Intelligent design does not help your case. It’s a circular argument. You’re job is to tell me what the evidence is that the universe is designed, and it does not provide new information to say that there is a hypothesis that the universe is designed.

I could have mentioned causality and the necessity of First Cause, or Uncaused Cause.

Yeah, yeah, right, while invoking an intelligent being who is an exception to that necessity, which means it isn’t really a necessity at all, now is it? I could also argue that the physical nature of our universe is also eternal, and therefore doesn’t require a first cause. Same answer, no hocus pocus with gods.

I could have mentioned plenty of evidence, but it would be rejected by convicted atheists. Atheists are certain God does not exist; that’s that.
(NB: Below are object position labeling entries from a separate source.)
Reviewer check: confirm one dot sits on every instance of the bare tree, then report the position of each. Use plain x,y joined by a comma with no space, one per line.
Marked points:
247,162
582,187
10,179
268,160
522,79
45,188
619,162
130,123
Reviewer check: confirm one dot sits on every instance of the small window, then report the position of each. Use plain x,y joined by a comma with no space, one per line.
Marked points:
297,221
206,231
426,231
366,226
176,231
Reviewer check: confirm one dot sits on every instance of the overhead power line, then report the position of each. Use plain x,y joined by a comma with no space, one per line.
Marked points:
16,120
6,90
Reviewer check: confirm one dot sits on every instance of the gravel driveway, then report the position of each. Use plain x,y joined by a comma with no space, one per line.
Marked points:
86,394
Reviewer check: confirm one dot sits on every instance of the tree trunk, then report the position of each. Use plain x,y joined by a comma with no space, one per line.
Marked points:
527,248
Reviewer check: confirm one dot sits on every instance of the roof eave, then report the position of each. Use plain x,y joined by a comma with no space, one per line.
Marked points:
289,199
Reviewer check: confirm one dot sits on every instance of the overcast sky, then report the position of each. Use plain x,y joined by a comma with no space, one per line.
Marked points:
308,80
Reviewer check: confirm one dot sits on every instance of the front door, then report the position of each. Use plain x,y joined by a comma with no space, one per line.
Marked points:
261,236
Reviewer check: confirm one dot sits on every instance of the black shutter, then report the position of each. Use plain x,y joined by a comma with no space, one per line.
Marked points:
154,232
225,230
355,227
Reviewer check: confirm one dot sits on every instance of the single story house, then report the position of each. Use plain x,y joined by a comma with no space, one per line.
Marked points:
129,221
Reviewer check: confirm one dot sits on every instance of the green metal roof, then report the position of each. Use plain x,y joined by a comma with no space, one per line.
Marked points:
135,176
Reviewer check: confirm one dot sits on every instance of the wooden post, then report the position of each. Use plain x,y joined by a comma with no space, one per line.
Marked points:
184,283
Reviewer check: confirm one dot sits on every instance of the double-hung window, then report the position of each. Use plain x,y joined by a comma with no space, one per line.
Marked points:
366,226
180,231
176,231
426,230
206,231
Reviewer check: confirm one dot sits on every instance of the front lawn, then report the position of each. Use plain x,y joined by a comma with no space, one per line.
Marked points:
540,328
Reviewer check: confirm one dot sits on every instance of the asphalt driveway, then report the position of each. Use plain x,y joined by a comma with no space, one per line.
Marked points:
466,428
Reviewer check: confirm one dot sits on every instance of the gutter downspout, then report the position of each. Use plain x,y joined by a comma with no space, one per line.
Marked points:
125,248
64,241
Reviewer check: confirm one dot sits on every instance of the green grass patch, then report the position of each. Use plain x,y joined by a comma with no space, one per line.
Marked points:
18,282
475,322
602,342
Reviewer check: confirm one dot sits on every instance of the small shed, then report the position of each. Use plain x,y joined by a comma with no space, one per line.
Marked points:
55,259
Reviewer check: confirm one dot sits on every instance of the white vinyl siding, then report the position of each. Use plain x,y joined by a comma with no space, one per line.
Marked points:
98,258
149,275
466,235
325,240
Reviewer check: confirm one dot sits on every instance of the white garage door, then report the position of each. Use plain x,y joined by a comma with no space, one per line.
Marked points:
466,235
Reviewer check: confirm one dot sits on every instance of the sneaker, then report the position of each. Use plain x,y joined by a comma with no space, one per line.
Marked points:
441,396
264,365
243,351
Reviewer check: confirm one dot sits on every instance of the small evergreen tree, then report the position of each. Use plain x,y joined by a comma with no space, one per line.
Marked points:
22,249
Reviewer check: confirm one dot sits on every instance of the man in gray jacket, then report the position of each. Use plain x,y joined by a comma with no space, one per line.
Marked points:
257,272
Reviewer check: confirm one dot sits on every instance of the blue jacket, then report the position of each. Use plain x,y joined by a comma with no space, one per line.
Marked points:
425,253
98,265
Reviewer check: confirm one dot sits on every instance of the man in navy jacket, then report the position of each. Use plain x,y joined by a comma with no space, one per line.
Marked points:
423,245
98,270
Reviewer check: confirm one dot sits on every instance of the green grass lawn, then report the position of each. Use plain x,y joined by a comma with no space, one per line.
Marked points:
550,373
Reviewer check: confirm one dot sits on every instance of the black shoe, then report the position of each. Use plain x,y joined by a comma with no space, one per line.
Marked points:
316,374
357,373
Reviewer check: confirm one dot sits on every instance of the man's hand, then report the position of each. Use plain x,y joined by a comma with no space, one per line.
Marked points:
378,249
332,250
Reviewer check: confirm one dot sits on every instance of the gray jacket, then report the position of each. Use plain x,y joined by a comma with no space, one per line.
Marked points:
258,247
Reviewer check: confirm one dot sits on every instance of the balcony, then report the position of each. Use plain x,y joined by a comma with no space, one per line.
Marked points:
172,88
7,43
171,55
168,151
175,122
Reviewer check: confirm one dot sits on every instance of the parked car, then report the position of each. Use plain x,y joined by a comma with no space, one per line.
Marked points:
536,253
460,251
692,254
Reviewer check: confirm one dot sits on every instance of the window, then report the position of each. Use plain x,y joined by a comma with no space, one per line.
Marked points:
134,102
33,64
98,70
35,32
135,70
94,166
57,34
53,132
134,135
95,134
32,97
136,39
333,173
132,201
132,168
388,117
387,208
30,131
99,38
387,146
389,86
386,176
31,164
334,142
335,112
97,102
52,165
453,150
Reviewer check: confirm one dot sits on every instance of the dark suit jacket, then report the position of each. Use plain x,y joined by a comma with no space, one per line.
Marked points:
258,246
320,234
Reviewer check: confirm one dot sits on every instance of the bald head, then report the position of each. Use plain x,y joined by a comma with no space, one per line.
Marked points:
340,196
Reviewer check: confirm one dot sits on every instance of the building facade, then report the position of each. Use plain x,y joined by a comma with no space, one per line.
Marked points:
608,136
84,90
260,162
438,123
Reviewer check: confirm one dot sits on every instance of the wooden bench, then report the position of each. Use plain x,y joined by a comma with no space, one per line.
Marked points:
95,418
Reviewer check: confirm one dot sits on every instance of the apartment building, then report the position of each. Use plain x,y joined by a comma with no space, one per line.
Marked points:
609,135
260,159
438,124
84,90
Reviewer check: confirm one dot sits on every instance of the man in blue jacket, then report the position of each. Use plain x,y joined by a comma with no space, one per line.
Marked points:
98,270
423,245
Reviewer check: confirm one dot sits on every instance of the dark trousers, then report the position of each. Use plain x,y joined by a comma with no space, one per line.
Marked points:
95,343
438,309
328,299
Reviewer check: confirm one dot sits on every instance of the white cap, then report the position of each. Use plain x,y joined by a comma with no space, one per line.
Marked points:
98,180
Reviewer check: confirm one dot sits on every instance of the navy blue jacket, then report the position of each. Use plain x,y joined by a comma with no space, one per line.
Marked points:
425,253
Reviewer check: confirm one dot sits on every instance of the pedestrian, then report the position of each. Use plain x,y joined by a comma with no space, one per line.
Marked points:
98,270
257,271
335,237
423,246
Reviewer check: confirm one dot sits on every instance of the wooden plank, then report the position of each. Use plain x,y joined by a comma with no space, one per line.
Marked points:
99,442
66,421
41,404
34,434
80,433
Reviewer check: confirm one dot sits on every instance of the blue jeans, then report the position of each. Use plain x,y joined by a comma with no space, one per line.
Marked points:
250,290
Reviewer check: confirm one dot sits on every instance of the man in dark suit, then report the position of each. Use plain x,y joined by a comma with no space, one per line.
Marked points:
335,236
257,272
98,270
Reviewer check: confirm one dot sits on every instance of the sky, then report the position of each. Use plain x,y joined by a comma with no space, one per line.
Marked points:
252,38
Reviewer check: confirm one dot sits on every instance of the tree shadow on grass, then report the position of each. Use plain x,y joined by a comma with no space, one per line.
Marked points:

Of course, it’s impossible to prove that God does not exist, since you cannot prove a universal negative. True-believing unbelievers are, however, untroubled by that quandary. For many atheists—the verdict is pre-determined. Why bring evidence to a show trial?

Hang on there: in the very next paragraph, this guy then asserts that we are Catholics and it is our loving duty to spread the Good News of the Gospel. He is certain that his god exists so he rejects all criticisms of his religion, while complaining that atheists are arguing out of prior conviction, and are asking him to provide evidence for his beliefs, which he can’t do.

I’m a hardcore atheist, but I’m not claiming to possess absolute truth, Catholics are. I’m saying that 1) believers have failed to provide an internally consistent definition of a god that does not contradict available evidence, and 2) have failed to provide specific evidence that their god is the best possible explanation. Saying that “things exist” is not evidence for “my specific model for why things exist”, especially when there are better alternative models that don’t have the shortcomings of the god hypothesis. There is a fundamental distinction there that they consistently fail to notice.

Oh, well. I look forward to John Clark’s future columns in which he ignores all the criticisms of the last one so he can flutter over to another non sequitur packed with irrelevant claims.